Modified Intent-to-Treat Population (mITT): The mITT Population will include all patients in the ITT Population who receive at least 1 dose of any study drug and have a baseline value for the SBP assessment. Any efficacy measurement obtained after a patient received a restricted BP altering therapy, outside of the current study design, will be removed from the mITT analysis. Treatment classification will be based on the randomized treatment. The mITT Population will be used for the primary analysis of all efficacy endpoints.

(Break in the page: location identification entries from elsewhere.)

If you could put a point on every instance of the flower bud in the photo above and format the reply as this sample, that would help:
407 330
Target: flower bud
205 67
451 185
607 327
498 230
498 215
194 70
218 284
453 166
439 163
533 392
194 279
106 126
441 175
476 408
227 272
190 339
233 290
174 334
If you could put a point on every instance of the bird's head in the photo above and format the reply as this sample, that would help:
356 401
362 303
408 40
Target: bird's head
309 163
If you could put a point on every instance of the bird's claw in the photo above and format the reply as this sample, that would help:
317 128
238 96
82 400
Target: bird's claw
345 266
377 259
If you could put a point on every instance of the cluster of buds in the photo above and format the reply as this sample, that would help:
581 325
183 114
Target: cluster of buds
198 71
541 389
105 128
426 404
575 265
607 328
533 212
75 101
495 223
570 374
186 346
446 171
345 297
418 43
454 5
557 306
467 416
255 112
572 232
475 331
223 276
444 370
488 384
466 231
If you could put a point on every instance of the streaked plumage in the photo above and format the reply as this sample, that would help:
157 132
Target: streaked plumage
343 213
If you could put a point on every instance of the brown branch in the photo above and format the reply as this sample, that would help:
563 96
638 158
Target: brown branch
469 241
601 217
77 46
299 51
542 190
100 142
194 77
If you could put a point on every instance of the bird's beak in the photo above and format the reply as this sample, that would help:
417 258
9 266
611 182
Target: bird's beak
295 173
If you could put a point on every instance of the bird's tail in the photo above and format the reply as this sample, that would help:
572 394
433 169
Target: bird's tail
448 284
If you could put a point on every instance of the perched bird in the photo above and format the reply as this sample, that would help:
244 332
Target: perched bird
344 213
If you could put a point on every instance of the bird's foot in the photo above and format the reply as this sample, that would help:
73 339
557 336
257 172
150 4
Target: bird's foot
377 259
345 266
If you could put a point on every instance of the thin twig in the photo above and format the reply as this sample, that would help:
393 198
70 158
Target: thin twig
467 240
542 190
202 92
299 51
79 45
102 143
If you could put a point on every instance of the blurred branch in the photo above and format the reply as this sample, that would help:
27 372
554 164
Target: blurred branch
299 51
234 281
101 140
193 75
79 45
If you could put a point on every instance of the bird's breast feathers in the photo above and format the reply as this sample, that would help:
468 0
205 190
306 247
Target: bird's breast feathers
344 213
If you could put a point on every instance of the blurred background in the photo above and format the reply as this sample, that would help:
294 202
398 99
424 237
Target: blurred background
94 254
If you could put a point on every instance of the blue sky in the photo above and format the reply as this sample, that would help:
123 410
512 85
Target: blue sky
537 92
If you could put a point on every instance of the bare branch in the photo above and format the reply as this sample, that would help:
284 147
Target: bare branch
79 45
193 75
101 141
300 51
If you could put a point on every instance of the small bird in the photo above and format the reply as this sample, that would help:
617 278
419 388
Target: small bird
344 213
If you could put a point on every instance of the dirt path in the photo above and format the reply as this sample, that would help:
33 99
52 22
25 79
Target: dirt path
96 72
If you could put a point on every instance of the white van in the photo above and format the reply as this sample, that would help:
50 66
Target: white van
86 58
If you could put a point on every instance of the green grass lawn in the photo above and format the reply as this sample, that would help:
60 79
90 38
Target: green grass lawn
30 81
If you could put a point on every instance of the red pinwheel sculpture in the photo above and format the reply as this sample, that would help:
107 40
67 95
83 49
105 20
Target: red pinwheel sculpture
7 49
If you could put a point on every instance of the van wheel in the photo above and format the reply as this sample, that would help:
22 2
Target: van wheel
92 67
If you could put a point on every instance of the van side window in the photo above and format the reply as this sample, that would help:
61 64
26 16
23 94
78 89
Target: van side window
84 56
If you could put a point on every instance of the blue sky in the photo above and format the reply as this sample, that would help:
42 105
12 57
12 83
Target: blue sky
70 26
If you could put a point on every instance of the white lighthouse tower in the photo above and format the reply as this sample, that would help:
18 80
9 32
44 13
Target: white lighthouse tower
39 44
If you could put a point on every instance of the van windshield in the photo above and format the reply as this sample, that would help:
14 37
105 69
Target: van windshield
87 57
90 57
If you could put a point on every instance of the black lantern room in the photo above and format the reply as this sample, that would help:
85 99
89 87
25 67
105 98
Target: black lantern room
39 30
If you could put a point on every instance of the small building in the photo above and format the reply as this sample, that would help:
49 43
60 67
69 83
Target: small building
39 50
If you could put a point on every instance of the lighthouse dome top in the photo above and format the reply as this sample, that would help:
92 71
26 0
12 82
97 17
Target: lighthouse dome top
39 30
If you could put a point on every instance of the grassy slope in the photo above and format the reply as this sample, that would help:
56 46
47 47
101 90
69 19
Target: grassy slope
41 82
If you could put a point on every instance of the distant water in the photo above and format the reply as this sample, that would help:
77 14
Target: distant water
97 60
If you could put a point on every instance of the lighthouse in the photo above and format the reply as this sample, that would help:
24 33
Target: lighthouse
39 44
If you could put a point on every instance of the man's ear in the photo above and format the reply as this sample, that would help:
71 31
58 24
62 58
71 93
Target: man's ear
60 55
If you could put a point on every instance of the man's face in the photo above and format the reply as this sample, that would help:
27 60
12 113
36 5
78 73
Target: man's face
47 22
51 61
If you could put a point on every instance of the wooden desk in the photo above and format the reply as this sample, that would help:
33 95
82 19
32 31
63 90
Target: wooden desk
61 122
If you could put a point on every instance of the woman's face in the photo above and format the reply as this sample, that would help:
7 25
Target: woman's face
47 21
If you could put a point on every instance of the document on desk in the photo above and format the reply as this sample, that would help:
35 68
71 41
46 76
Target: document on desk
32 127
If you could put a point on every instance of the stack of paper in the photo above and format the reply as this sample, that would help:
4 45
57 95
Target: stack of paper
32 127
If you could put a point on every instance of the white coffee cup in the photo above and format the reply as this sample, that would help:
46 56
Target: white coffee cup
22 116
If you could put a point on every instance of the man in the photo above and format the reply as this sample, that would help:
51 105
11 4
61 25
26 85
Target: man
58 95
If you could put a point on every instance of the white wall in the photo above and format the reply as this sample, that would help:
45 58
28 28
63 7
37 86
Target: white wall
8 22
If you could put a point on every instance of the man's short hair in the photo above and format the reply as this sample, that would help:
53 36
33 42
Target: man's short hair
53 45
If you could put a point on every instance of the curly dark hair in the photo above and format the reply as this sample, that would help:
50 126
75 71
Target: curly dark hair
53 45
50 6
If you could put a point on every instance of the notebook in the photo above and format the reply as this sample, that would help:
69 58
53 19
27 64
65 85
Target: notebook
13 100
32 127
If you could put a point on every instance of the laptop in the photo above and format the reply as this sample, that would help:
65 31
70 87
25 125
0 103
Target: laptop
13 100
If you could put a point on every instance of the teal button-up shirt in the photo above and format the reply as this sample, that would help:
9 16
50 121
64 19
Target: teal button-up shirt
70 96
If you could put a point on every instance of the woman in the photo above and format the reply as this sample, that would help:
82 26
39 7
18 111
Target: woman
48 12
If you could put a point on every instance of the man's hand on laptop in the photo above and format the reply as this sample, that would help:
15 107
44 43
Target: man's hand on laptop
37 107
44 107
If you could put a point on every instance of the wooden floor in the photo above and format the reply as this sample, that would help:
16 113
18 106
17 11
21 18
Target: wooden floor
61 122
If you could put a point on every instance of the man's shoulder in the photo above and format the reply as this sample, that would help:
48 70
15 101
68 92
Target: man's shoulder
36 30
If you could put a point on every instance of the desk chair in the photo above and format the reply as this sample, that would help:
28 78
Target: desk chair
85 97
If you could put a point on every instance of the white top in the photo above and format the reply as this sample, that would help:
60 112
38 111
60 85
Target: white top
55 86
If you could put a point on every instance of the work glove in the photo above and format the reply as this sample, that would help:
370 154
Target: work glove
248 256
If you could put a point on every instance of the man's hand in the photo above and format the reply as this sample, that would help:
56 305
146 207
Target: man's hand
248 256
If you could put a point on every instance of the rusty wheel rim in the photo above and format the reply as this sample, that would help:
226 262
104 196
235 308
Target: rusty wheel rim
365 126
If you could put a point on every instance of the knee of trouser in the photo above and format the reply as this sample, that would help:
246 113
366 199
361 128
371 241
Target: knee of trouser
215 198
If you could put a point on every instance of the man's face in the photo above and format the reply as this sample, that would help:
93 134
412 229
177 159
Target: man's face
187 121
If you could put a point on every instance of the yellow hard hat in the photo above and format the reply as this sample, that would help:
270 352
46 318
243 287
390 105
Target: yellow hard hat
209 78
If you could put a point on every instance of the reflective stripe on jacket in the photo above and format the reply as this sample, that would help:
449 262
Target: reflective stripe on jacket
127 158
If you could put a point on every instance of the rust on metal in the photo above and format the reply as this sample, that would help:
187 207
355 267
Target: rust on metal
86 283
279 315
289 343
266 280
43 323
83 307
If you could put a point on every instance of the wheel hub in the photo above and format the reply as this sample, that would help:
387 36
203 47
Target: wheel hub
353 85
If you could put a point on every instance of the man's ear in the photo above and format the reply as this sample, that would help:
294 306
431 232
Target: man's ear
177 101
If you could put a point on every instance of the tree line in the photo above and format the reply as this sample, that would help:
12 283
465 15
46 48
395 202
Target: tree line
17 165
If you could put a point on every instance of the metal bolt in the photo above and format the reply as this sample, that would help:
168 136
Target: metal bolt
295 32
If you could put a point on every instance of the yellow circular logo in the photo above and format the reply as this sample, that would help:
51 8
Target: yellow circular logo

Per-Protocol Population (PP): The PP Population will include all patients in the mITT Population who have a baseline value for the SBP assessment, have an End of Treatment Visit (Visit 11) value for the SBP assessment, and who did not experience a major protocol deviation that potentially impacted the primary efficacy endpoint. The PP Population, along with the reason for exclusion, will be finalized prior to study unblinding.

Safety Population: The Safety Population will include all patients who receive at least 1 dose of any randomized study drug. Treatment classification will be based on the actual treatment received. The Safety Population will be the primary population used for the safety analyses.

Pharmacokinetic Population: The PK Population will include all patients in the mITT Population who have at least 1 quantifiable plasma concentration.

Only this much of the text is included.